In GHC 7.10, we now use "package keys" to test for type identity. A package key is a source package ID augmented with a hash of the package keys of all the dependencies. This means that GHC no longer needs to apply shadowing for soundness, and you can register duplicates of a package using the --enable-mult-instances flag on ghc-pkg.
However, this can still result in confusing behavior. Consider the previous example in GHC 7.10:
Both versions of foo are visible, and so if we try to import Foo, GHC will complain that it doesn't know which Foo we want. This can be fixed by hiding one package or the other. However, suppose that both baz and qux are exposed, and furthermore, they both export a value foo which has type Foo. These types are "distinct", despite the fact that they are: (1) both named Foo, and (2) come from a package named foo-0.1: they are two different instances of foo-0.1. Confusing!
Problem 3: Nix hashing non-sdist'ed packages is difficult
It is easy to "trick" Cabal into hashing a set of source files which is not representative of the true input of the build system: for example, you can omit files in the other-modules field, or you can modify files in between the time Cabal has computed the source hash and the time it builds the files. And if you can't trust the Nix hash, you now have to worry about what happens when you really need to clobber an old entry in the Nix database (which incorrectly has the "same" hash as what you are attempting to install).
This problem doesn't exist for tarballs downloaded from Hackage, because you can simply hash the tarball and that is guaranteed to be the full set of source for building the file.
To deal with these problems, Duncan has been working on a bigger patchset, with the following properties:
- To support old versions of GHC, he is maintaining a separate "default view" package database (which is used by bare invocations of GHC and GHCi) from the actual "Nix store" package database. cabal-install is responsible for maintaining a consistent default view, but also installs everything into the Nix store database.
- Nix-style hashing is only done on Hackage packages; local source tree are to be built and installed only into a sandbox database, but never the global database. Thus, an actual Nix hash is only ever computed by cabal-install.
- He also wants to make it so that cabal-install's install plan doesn't depend on the local state of the Nix database: it should give the same plan no matter what you have installed previously. This is done by dependency resolving without any reference to the Nix database, and then once IPIDs are calculated for each package, checking to see if they are already built. This plan would also make it possible to support cabal install --enable-profiling without having to blow away and rebuild your entire package database.
Vishal was also cognizant of the problems with the default view of the package database, and he worked on some patches to GHC for support for modifying package environments, which would serve a similar role to Duncan's extra package databases. Unfortunately, these patches have been stuck in code review for a bit now, and they wouldn't help users of old versions of GHC. While the code review process for these patches may get unstuck in the near future, I'm hesitant to place any bets on these changes landing.
My view is that, historically, problems one and two have been the big stated reasons why "no reinstall", while being a simple change, hasn't been added to Cabal as the default mode of operation.
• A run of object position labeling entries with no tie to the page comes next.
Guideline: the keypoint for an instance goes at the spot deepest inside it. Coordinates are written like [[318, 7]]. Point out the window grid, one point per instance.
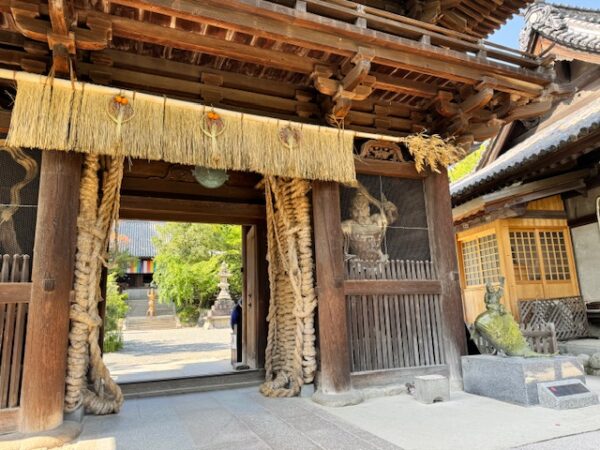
[[481, 260], [554, 254], [525, 256], [471, 263], [490, 259]]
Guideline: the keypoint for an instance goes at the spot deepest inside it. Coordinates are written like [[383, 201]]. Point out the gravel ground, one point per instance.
[[180, 352]]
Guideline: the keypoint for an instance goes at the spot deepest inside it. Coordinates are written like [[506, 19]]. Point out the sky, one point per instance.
[[508, 35]]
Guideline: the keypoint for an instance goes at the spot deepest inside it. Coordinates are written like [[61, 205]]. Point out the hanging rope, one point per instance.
[[84, 355], [290, 353]]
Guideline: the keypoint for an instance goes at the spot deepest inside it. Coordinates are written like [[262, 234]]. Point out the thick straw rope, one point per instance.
[[73, 117], [84, 353], [290, 354]]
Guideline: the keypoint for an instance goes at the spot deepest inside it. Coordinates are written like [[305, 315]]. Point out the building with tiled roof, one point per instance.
[[136, 237], [530, 210], [570, 32]]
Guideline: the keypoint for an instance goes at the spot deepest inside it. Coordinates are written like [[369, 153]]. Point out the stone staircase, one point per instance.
[[136, 319]]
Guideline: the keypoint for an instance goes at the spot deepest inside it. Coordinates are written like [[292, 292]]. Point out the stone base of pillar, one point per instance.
[[338, 399], [57, 437]]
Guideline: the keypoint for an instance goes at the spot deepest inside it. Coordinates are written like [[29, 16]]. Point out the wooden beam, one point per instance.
[[170, 37], [191, 72], [45, 362], [15, 293], [443, 253], [404, 86], [154, 208], [161, 83], [329, 35], [334, 342], [60, 40], [391, 287]]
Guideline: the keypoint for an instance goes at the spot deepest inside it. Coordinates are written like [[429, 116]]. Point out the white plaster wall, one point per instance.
[[586, 244]]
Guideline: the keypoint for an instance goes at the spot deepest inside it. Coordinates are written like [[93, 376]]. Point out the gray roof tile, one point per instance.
[[136, 236], [570, 128]]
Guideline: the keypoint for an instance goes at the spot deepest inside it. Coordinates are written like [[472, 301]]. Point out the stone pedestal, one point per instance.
[[566, 394], [515, 379], [220, 313], [432, 389]]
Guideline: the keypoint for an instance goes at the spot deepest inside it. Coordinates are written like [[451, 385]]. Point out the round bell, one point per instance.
[[210, 178]]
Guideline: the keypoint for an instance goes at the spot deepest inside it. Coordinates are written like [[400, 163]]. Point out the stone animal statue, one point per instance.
[[499, 327]]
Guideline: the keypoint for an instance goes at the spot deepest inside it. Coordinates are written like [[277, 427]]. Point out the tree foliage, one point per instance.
[[466, 165], [189, 258], [116, 309]]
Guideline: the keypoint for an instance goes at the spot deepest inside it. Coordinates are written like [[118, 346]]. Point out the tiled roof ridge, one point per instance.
[[571, 128], [551, 22]]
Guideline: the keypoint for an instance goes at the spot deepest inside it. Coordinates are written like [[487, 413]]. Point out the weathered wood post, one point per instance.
[[443, 253], [42, 400], [334, 383]]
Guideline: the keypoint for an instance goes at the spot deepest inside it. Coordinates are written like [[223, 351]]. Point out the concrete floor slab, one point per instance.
[[243, 419], [235, 419], [578, 346], [467, 422]]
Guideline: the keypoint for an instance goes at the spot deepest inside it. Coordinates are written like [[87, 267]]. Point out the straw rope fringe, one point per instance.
[[290, 353], [84, 354], [74, 117]]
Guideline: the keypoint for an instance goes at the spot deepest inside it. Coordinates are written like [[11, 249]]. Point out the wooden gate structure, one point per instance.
[[289, 71]]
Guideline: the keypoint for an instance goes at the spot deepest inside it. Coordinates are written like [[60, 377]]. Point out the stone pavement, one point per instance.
[[175, 353], [583, 441], [244, 419], [235, 419], [469, 422]]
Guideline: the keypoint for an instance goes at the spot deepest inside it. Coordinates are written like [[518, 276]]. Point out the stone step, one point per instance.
[[151, 323], [233, 380], [138, 308]]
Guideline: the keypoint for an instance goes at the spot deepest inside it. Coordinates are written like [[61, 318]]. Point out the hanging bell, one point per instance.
[[210, 178]]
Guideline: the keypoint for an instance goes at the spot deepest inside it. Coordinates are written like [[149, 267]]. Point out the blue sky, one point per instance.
[[509, 34]]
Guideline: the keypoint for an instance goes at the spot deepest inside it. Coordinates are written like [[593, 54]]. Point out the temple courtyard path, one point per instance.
[[243, 419], [171, 353]]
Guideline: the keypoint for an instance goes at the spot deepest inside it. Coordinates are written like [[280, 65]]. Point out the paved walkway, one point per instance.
[[237, 419], [175, 353], [470, 422], [244, 419]]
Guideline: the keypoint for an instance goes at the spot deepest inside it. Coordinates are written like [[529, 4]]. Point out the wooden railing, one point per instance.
[[394, 315], [15, 294]]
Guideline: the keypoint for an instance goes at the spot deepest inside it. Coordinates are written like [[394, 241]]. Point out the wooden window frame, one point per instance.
[[537, 230], [481, 275]]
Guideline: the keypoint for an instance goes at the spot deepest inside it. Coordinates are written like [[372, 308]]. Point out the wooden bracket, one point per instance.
[[355, 85], [61, 33]]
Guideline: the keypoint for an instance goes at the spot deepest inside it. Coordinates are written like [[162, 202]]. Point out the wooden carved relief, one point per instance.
[[382, 150]]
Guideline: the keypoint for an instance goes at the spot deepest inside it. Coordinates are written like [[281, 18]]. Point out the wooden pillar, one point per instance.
[[42, 400], [443, 253], [334, 348]]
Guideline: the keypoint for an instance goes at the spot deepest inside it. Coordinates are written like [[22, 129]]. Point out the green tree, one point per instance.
[[466, 165], [188, 261], [116, 308]]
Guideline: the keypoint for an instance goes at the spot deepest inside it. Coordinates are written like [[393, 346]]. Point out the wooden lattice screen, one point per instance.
[[394, 331], [13, 325], [568, 315]]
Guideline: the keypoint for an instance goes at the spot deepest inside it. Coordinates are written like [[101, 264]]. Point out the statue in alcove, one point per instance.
[[8, 237], [365, 231]]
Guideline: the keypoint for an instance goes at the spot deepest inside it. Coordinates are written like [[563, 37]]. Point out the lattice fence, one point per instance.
[[568, 315]]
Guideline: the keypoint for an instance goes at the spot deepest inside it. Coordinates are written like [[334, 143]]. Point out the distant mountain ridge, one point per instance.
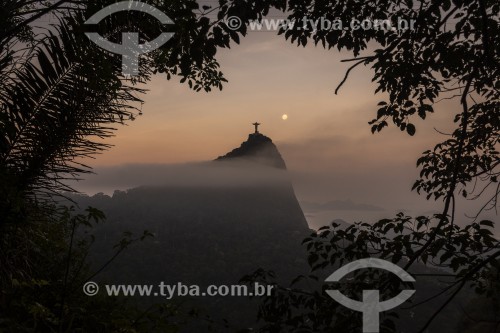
[[210, 233], [258, 148]]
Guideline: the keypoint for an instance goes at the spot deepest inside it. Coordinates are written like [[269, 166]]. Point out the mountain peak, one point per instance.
[[259, 149]]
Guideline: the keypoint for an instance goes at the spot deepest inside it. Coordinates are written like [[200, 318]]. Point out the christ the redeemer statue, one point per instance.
[[256, 127]]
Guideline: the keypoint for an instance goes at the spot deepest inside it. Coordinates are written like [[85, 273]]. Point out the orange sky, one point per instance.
[[326, 139]]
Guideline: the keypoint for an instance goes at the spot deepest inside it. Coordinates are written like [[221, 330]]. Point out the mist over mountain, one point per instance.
[[212, 224]]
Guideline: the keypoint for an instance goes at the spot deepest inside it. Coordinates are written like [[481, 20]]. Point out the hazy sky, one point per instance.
[[326, 140]]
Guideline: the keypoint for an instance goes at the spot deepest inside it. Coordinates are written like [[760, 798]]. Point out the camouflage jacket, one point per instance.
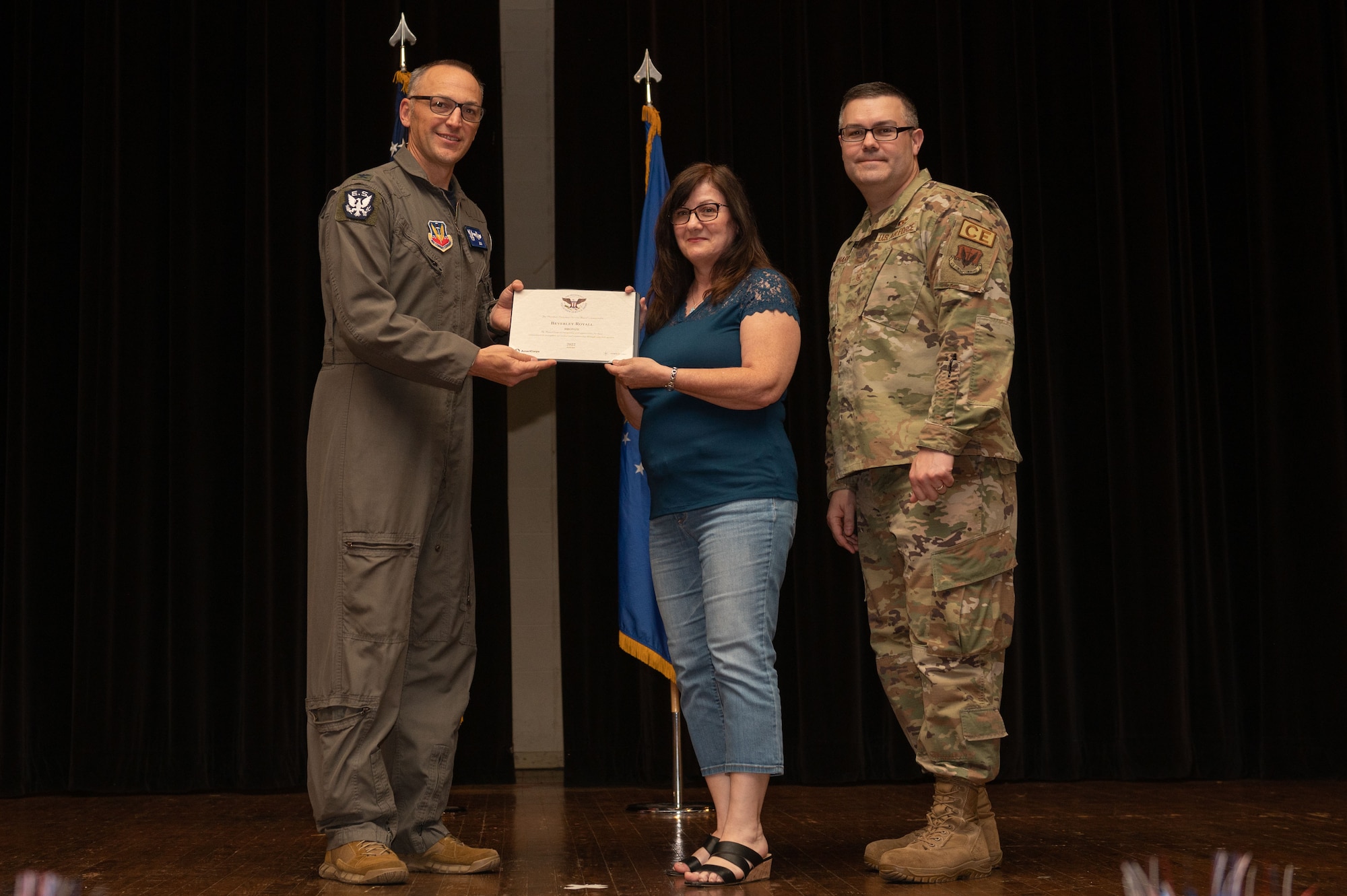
[[921, 333]]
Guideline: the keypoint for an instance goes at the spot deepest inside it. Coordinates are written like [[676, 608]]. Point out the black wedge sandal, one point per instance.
[[752, 866], [693, 862]]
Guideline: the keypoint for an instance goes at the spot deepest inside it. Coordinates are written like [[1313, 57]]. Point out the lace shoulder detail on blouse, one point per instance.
[[766, 289]]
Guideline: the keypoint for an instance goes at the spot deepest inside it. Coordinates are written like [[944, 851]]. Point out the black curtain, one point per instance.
[[166, 164], [1174, 175]]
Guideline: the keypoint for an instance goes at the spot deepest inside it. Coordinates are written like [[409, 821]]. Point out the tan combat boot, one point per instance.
[[451, 856], [952, 847], [987, 821], [363, 862]]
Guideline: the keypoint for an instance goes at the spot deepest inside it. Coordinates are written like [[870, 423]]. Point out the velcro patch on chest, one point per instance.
[[977, 233], [440, 236], [359, 203]]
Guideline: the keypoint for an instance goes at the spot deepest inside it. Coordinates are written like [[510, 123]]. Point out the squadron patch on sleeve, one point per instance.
[[966, 260], [977, 233], [360, 205], [968, 257]]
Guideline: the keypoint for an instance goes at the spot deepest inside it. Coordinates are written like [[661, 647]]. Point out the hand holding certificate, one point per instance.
[[576, 324]]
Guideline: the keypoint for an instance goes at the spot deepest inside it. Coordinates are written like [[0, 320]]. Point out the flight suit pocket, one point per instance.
[[989, 368], [973, 596], [378, 578]]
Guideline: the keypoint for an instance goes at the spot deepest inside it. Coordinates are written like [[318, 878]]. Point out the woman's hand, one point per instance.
[[631, 289], [640, 373]]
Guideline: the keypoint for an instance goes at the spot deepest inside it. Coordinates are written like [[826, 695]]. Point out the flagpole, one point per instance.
[[646, 74]]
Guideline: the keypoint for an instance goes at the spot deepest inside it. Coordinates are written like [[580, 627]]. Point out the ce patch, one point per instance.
[[359, 205]]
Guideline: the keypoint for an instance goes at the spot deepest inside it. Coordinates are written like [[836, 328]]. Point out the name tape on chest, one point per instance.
[[979, 233], [898, 233], [440, 236]]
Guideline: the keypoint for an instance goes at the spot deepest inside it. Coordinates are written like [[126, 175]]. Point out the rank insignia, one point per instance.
[[360, 205], [966, 260], [987, 236], [440, 236]]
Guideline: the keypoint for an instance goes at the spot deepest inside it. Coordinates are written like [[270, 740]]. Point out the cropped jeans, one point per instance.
[[719, 578]]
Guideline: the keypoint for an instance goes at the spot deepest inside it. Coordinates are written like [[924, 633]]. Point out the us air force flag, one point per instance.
[[639, 627]]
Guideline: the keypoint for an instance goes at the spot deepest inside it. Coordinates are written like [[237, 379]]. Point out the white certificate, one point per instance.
[[574, 324]]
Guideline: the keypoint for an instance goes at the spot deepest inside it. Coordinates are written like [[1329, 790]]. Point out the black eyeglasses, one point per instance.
[[444, 106], [856, 133], [705, 211]]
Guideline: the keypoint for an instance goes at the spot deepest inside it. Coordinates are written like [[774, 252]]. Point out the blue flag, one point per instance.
[[399, 140], [639, 627]]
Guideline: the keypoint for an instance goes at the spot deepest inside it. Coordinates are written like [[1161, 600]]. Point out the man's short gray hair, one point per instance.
[[874, 89], [420, 71]]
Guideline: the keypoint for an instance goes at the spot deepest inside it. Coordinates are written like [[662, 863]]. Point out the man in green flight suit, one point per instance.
[[407, 299], [921, 467]]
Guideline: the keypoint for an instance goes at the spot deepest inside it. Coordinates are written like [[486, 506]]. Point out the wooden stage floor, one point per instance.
[[1058, 839]]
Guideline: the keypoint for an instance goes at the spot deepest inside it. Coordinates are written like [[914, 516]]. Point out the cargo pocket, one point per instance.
[[975, 596], [983, 724], [337, 726], [378, 576]]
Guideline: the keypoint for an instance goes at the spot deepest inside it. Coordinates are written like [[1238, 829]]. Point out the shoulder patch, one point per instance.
[[359, 205], [966, 257], [977, 233]]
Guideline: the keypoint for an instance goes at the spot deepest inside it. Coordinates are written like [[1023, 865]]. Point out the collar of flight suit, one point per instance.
[[407, 162], [894, 211]]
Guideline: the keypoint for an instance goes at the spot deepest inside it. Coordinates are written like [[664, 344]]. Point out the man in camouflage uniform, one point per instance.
[[922, 469]]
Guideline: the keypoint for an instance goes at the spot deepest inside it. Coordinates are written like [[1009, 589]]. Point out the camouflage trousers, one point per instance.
[[940, 579]]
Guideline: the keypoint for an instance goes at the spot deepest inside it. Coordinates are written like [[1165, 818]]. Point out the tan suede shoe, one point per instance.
[[451, 856], [363, 862]]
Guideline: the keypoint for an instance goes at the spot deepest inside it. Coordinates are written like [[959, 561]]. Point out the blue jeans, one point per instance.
[[719, 578]]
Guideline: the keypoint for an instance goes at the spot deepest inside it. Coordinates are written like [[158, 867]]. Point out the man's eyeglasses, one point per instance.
[[856, 133], [444, 106], [705, 211]]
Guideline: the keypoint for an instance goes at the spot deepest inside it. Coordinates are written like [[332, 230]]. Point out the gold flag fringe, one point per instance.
[[640, 650], [653, 114]]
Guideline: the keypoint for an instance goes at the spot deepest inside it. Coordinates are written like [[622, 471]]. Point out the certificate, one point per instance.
[[574, 324]]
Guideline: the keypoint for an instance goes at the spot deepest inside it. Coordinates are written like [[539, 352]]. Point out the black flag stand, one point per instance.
[[678, 806]]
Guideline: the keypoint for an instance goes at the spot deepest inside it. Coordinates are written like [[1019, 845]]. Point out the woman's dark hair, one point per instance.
[[674, 273]]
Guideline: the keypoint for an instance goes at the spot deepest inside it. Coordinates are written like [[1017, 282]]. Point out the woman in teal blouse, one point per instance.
[[708, 393]]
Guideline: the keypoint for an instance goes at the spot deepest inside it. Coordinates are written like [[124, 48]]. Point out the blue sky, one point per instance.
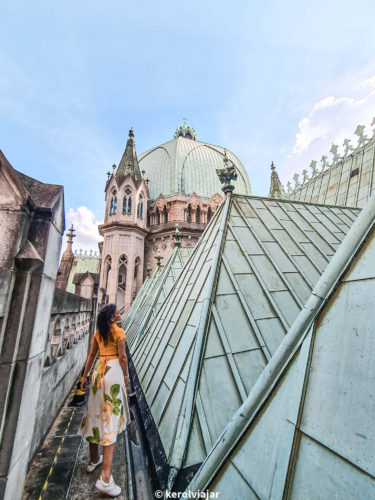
[[269, 80]]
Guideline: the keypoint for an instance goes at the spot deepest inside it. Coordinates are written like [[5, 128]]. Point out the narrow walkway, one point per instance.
[[58, 470]]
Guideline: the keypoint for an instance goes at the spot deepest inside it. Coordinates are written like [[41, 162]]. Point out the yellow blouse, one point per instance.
[[111, 347]]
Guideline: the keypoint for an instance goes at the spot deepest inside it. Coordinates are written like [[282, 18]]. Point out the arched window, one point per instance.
[[188, 214], [209, 214], [107, 268], [122, 277], [122, 272], [198, 215], [137, 275], [140, 206], [127, 207], [113, 206]]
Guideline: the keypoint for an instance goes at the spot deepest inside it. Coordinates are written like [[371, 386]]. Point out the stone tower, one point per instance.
[[66, 262], [124, 231]]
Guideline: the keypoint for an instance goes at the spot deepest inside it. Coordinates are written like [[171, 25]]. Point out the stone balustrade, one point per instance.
[[70, 322]]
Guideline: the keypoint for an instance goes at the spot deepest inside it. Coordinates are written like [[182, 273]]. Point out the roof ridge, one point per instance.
[[297, 333], [186, 416]]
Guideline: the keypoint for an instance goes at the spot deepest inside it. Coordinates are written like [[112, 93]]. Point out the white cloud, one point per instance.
[[86, 227], [331, 120]]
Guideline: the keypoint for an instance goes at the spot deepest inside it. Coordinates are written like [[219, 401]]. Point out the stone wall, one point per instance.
[[70, 326]]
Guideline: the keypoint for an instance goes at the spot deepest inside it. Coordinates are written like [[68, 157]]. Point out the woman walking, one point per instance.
[[107, 410]]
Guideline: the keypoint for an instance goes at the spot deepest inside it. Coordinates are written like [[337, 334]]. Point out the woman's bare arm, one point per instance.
[[90, 359]]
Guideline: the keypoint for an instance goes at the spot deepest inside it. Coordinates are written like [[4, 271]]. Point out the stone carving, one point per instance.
[[314, 169], [362, 138], [336, 156], [296, 181], [89, 255], [347, 147], [65, 330], [227, 174]]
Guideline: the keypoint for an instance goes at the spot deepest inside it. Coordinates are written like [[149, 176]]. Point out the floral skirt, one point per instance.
[[107, 410]]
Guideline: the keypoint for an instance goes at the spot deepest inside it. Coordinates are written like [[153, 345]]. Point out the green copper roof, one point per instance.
[[152, 295], [306, 428], [232, 304], [184, 166], [82, 265]]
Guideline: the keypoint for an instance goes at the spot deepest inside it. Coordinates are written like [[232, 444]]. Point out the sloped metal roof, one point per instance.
[[306, 429], [255, 266], [152, 294], [184, 166]]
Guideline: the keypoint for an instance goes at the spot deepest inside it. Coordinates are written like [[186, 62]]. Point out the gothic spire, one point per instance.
[[276, 188], [129, 162]]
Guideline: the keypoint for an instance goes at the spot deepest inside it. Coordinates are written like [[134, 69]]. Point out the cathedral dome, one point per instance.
[[185, 165]]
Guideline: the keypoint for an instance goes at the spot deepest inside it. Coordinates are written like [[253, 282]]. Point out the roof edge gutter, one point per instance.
[[297, 332]]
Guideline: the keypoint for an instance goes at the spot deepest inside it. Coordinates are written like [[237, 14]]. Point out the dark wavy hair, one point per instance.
[[104, 322]]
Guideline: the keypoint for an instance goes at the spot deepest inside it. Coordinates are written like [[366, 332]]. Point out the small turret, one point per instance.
[[129, 162]]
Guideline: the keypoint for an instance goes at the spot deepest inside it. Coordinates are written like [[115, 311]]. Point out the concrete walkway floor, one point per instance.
[[58, 469]]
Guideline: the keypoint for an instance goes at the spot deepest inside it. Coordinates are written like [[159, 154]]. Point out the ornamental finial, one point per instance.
[[158, 257], [227, 174]]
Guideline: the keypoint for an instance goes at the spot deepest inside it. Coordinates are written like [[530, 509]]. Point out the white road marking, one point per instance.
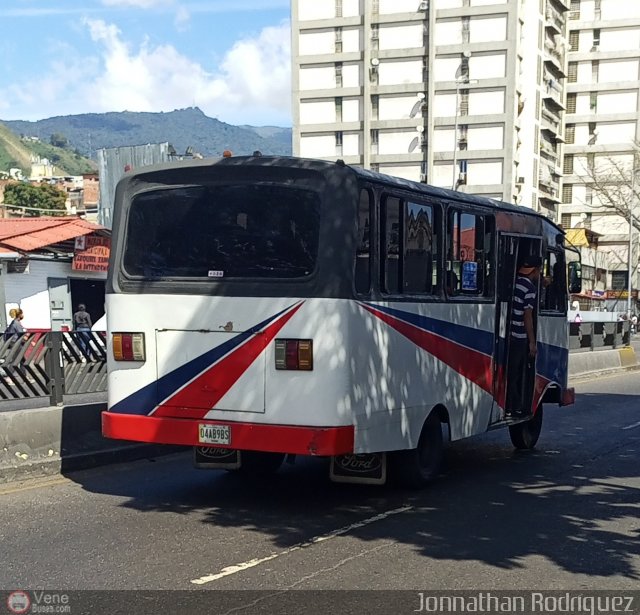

However, there's been rising sentiment (I think I can safely cite Simon Marlow in this respect) among some that these problems are overstated, and that we should bite the bullet.
If we want to turn on "no reinstall" before Duncan finishes his patchset (whenever that will be—or maybe someone else will finish it), I think there will need to be some concerted effort to show that these problems are a small price to pay for no reinstall Cabal, and that the Haskell community is willing to pay... at least, until a better implementation comes around.